Additional volumes capability #736

seuf · 2019-11-26T14:17:21Z

Additional Volumes

This pull request allow operator to mount additional volumes in the postgresql Statefulset.
a new key is available in the postgresql manifest : additionalVolumes.
For each volume listed, a volume will be added to the podSpec and a a volumeMount to each container of the pod.
Each item must contain a name, mountPath and volumeSource definition.
The volumeSource must be a kubernetes volume declaration. This alow you to mount existing persitentVolumeClaim, configMap or a shared emptyDir with the initContainer.

Example :

  additionalVolumes:
    - name: data
      mountPath: /var/lib/postgresql
      volumeSource:
        PersistentVolumeClaim:
          claimName: pvc-postgresql-data
          readyOnly: false
    - name: tmp
      mountPath: /tmp
      subPath: foo.txt
      volumeSource:
        configMap:
          name: my-config-map
    - name: empty
      mountPath: /opt/empty
      volumeSource:
        emptyDir: {}

Related issues :

docs/reference/cluster_manifest.md

erthalion · 2019-12-06T14:02:17Z

Thanks for the PR and sorry for late reply. I like the idea, since I'm almost sure it can enable more interesting approaches. Few commentaries about the current implementation:

It's not clear for me, why we mount all the extra volumes to all the containers on a pod? It's not like secrets, so most likely only one container will need one volume. Maybe it makes sense to mount this only for Spilo container.
Currently only adding is implemented, what do we need to do to synchronize those volumes? I guess, we can add/remove volumes mounts, and probably for PersistentVolumeClaims it makes sense also enable resizing as it's implemented for the main volume. What do you think?
I guess we also need to do at least some minimal verification that provided mounts do not clash in any way (including the default mount for pgdata).
This change seems unrelated:

@@ -1334,11 +1366,11 @@ func (c *Cluster) generateCloneEnvironment(description *acidv1.CloneDescription)
                        c.logger.Info(msg, description.S3WalPath)

                        envs := []v1.EnvVar{
-                               v1.EnvVar{
+                               {
                                        Name:  "CLONE_WAL_S3_BUCKET",
                                        Value: c.OpConfig.WALES3Bucket,
                                },
-                               v1.EnvVar{
+                               {
                                        Name:  "CLONE_WAL_BUCKET_SCOPE_SUFFIX",
                                        Value: getBucketScopeSuffix(description.UID),
                                },

It would be nice to see a few simple unit tests for this functionality.
Something is wrong with the dependencies, it doesn't build from PR branch for me, which is not the case on the master.
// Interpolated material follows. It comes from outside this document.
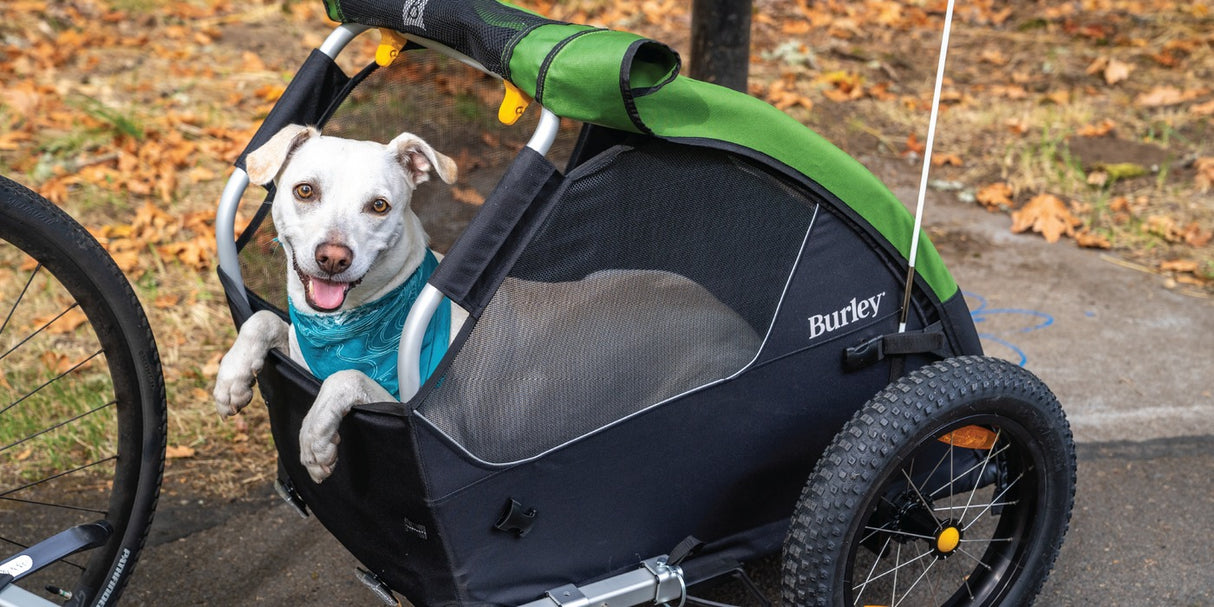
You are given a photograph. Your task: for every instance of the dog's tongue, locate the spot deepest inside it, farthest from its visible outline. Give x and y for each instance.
(328, 295)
Let's fix it and see how to make this feature complete :)

seuf · 2019-12-09T16:04:34Z

* It's not clear for me, why we mount all the extra volumes to all the containers on a pod? It's not like secrets, so most likely only one container will need one volume. Maybe it makes sense to mount this only for Spilo container.

I used the same approach as the secrets. A sidecar pod can need the additional volume too. For example, I can use an initContainer which grab a new certificate from my PKI and share it via emptyDir with the Spilo container and the telegraf sidecar (for tls auth). (that's typically why I'm doing this PR)
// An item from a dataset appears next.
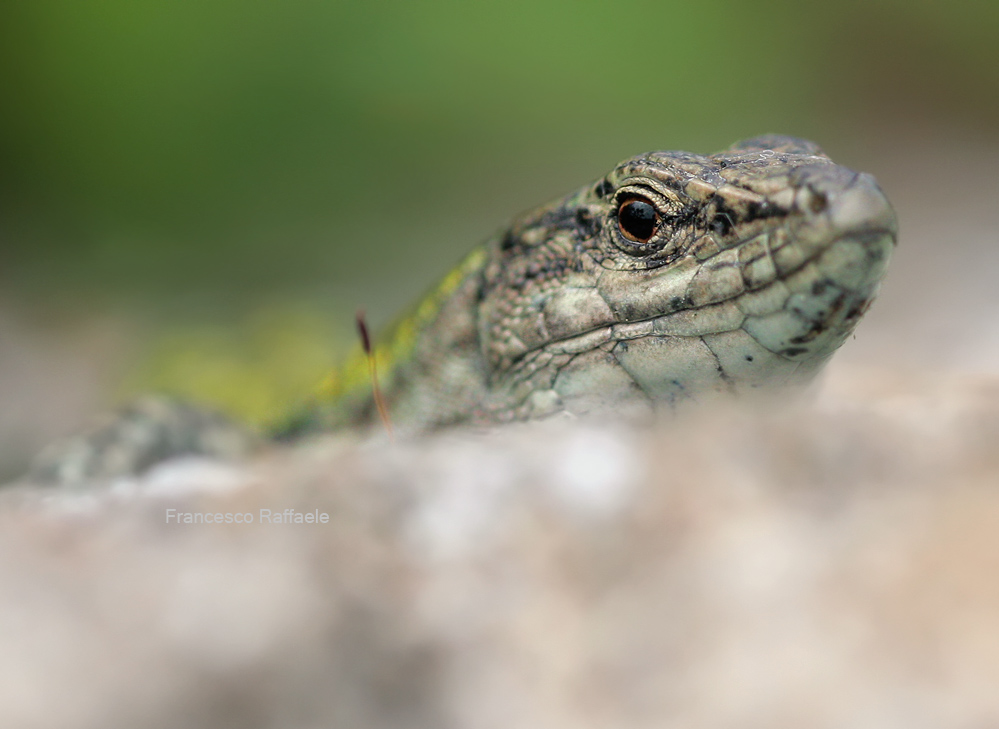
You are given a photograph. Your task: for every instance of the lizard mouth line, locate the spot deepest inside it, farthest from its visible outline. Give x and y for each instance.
(718, 316)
* Currently only adding is implemented, what do we need to do to synchronize those volumes? I guess, we can add/remove volumes mounts, and probably for PersistentVolumeClaims it makes sense also enable resizing as it's implemented for the main volume. What do you think?

Since the volume mounted is not managed by the operator itself, I don't think the should handle resizing, because we don't know of if the additional Volume is a ext4 or xfs. (ak resize2fs or xfsgrow)
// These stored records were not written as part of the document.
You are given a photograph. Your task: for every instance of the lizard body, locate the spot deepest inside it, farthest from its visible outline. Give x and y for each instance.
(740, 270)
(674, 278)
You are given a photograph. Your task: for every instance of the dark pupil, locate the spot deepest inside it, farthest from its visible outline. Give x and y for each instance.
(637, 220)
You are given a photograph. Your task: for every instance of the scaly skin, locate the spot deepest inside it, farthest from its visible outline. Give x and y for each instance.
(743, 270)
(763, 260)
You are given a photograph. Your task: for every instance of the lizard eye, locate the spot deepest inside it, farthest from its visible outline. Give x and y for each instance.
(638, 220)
* I guess we also need to do at least some minimal verification that provided mounts do not clash in any way (including the default mount for pgdata).

Yes ! You're right. we should forbidden to override /var/lib/postgresql/data for mount math.

* This change seems unrelated:

Yes, I know It's because I've run a go fmt . I can unstash this.

* It would be nice to see a few simple unit tests for this functionality.

I'll try to add one.

* Something is wrong with the dependencies, it doesn't build from PR branch for me, which is not the case on the master. Let's fix it and see how to make this feature complete :)

That's why CI tests are failing ?

erthalion · 2019-12-10T09:47:40Z

It's not clear for me, why we mount all the extra volumes to all the containers on a pod? It's not like secrets, so most likely only one container will need one volume. Maybe it makes sense to mount this only for Spilo container.

I used the same approach as the secrets. A sidecar pod can need the additional volume too. For example, I can use an initContainer which grab a new certificate from my PKI and share it via emptyDir with the Spilo container and the telegraf sidecar (for tls auth). (that's typically why I'm doing this PR)

If I understand correctly from this part, if you define a volume for one sidecar, it will be also mounted to all other containers (including the spilo container), which is probably undesired. Or am I missing something?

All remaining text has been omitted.